Bernstein commence à conceptualiser son approche de la musique américaine dans sa thèse de master écrite entre décembre 1938 et mars 1939 intitulée The Absorption of Race Elements into American Music dans laquelle il montre l’échec des anciennes générations de compositeurs pour intégrer des sources et des matériaux indigènes dans leur musique. Il leur oppose les réussites de Gershwin et de Copland qui sont parvenus à créer une musique authentiquement américaine en intégrant des éléments de jazz et de musique latino. Mais pour Bernstein, la nouvelle musique américaine ne doit pas simplement trouver son identité dans l’usage d’un matériau folklorique, mais dans la recherche d’un « esprit américain » que l’artiste doit être capable de trouver autour de lui, en écoutant ce qui « sonne américain » et en le transformant en termes musicaux. Cette approche subjective prendra corps dans l’univers sonore et la vitalité de la ville de New York que le composteur célèbrera dans des œuvres comme Fancy Free, On the Town, Wonderful Town, On the Waterfront et, bien sûr, West Side Story.

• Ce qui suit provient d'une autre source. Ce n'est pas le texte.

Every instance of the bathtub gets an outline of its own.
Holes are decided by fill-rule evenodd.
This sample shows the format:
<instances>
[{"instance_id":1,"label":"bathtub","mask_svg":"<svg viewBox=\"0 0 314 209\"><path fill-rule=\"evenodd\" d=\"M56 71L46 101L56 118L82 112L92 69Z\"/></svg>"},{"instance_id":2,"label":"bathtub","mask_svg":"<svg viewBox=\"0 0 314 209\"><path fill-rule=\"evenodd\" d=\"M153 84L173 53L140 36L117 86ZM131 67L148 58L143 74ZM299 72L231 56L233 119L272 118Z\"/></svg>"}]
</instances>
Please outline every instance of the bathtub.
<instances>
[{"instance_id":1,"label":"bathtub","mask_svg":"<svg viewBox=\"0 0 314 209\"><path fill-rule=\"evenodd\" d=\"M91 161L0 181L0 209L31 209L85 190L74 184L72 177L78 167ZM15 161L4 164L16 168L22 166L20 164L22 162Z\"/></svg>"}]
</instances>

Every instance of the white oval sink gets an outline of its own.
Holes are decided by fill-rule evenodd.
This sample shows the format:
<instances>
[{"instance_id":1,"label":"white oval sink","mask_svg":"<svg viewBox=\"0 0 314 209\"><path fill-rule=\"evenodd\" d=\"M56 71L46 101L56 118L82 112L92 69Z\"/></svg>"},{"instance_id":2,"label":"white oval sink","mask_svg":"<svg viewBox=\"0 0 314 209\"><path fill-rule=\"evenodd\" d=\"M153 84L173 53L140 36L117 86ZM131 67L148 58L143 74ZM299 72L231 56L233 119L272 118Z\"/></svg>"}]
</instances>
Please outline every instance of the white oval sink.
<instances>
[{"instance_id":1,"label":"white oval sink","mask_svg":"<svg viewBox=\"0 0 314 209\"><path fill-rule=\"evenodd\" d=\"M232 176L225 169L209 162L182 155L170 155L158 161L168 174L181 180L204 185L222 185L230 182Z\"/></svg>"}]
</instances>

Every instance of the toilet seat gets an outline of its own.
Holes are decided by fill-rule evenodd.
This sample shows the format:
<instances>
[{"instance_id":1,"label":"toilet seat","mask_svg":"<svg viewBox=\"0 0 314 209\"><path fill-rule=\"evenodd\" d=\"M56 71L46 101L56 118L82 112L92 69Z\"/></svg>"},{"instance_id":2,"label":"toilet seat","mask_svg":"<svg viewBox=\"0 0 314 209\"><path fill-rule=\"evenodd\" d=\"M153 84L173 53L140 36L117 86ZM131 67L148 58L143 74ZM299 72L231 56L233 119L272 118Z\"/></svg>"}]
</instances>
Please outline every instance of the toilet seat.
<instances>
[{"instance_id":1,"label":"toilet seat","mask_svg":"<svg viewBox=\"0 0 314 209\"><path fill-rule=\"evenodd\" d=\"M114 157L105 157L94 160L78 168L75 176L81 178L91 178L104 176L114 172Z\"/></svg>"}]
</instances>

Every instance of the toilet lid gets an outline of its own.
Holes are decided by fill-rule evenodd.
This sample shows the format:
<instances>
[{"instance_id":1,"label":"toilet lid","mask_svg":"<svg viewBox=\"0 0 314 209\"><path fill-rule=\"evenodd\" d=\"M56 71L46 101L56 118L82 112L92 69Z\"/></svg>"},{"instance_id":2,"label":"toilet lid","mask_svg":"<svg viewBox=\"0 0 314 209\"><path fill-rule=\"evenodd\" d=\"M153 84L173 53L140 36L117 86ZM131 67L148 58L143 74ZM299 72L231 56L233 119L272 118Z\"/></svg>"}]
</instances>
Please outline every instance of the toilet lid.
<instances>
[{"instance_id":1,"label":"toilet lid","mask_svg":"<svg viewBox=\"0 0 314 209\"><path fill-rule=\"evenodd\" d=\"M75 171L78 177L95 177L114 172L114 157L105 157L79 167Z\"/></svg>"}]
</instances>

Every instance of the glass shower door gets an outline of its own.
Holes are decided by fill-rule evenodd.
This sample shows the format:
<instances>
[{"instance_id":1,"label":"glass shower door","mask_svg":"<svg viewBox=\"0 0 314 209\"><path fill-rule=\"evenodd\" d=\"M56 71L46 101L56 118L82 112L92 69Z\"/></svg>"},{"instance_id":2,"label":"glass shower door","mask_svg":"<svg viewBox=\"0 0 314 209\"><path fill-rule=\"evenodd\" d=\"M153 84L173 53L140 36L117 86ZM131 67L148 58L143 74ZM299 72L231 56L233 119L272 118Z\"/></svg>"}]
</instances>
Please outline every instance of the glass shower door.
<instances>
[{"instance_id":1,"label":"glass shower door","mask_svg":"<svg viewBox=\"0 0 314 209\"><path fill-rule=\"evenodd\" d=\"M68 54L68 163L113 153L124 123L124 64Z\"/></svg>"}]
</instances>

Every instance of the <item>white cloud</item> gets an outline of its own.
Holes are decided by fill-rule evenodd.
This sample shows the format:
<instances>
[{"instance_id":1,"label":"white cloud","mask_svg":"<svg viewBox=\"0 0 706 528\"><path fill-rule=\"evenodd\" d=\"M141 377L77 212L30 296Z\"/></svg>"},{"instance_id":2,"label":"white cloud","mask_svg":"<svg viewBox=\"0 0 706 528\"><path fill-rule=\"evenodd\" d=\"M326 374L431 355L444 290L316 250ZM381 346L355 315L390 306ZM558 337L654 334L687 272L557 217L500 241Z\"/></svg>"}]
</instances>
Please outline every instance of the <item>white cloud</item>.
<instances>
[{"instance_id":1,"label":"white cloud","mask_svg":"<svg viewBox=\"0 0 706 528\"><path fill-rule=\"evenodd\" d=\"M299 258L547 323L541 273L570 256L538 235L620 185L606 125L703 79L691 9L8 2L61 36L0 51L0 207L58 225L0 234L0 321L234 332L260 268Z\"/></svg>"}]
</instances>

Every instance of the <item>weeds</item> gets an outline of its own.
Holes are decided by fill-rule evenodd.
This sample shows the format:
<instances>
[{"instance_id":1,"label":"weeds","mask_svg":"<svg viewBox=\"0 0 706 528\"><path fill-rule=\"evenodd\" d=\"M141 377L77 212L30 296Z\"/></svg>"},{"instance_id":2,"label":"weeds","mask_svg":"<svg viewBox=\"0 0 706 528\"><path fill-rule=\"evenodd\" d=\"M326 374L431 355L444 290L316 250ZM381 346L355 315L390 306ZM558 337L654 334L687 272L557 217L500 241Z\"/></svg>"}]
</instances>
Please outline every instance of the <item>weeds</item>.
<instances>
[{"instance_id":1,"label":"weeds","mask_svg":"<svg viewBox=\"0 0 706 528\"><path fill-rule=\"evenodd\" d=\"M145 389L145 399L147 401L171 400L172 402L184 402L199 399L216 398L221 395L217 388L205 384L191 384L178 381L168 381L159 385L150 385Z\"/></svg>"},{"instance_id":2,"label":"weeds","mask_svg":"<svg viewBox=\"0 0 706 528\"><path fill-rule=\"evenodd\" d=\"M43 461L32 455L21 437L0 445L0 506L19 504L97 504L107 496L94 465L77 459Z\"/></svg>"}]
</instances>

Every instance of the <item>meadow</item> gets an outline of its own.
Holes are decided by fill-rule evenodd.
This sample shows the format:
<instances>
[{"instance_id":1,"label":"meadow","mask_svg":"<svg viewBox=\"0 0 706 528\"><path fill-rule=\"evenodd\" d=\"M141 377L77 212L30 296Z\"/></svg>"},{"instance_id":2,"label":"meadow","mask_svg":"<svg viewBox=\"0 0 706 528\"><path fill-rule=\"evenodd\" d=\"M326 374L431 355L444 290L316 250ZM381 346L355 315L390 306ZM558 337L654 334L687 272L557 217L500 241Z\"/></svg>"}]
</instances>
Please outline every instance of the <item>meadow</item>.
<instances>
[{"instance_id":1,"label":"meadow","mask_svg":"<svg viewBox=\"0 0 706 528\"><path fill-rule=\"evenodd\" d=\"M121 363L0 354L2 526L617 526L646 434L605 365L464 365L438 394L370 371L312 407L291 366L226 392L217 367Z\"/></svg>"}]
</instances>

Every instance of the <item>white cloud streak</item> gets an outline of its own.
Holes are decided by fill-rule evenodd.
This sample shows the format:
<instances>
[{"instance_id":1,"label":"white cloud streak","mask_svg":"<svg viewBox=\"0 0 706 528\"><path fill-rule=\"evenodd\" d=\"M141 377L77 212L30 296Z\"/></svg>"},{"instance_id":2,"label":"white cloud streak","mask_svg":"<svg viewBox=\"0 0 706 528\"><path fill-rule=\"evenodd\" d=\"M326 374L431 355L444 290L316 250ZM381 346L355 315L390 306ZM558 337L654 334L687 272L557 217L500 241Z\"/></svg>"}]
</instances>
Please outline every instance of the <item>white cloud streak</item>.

L’attirance pour les musiques populaires ne détourne pas Bernstein d’un art musical plus sophistiqué. Il compose notamment les recueils de mélodies plein d’humour I Hate music (1943) etLa Bonne Cuisine (1947), ou encore une Sonate pour clarinette et piano (1941-42). Malgré sa volonté affichée de dépasser les clivages entre le populaire et le savant, Bernstein est alors persuadé que sa place dans l’histoire de la musique du vingtième siècle ne peut être conquise que par la composition de musique « sérieuse », c’est-à-dire, avant toute chose, de musique symphonique.

L’univers symphonique

Bernstein s’est déjà imposé comme un chef d’orchestre au talent très prometteur lorsqu’il termine sa Symphonie n°1, Jeremiahen 1943. Dans cette œuvre à programme qui utilise des textes du Livre des lamentations de la Bible Hébraïque, il s’identifie au peuple juif et au sort terrible qu’il a connu en Europe sous le régime nazi. Cette empreinte de l’identité juive du compositeur transparaît dans toute l’œuvre et, plus particulièrement, dans le troisième mouvement « Lamentation » (avec mezzo-soprano solo), qui évoque le désespoir du prophète Jérémie devant la destruction de sa Jérusalem bien aimée. Bien que le compositeur ait affirmé de ne pas avoir utilisé de matériaux thématiques authentiques, les mélodies semblent dériver de chants pratiqués dans les synagogues. Mais, pour Bernstein, ce matériau aurait été choisi avant tout pour son pouvoir émotionnel et non pour sa portée purement religieuse. Déjà, dans cette approche, apparaît une constance de la musique symphonique de Bernstein : l’expression d’une spiritualité qui dépasse le cadre strict d’une religion et qui est véhiculée par un lyrisme intense d’essence romantique.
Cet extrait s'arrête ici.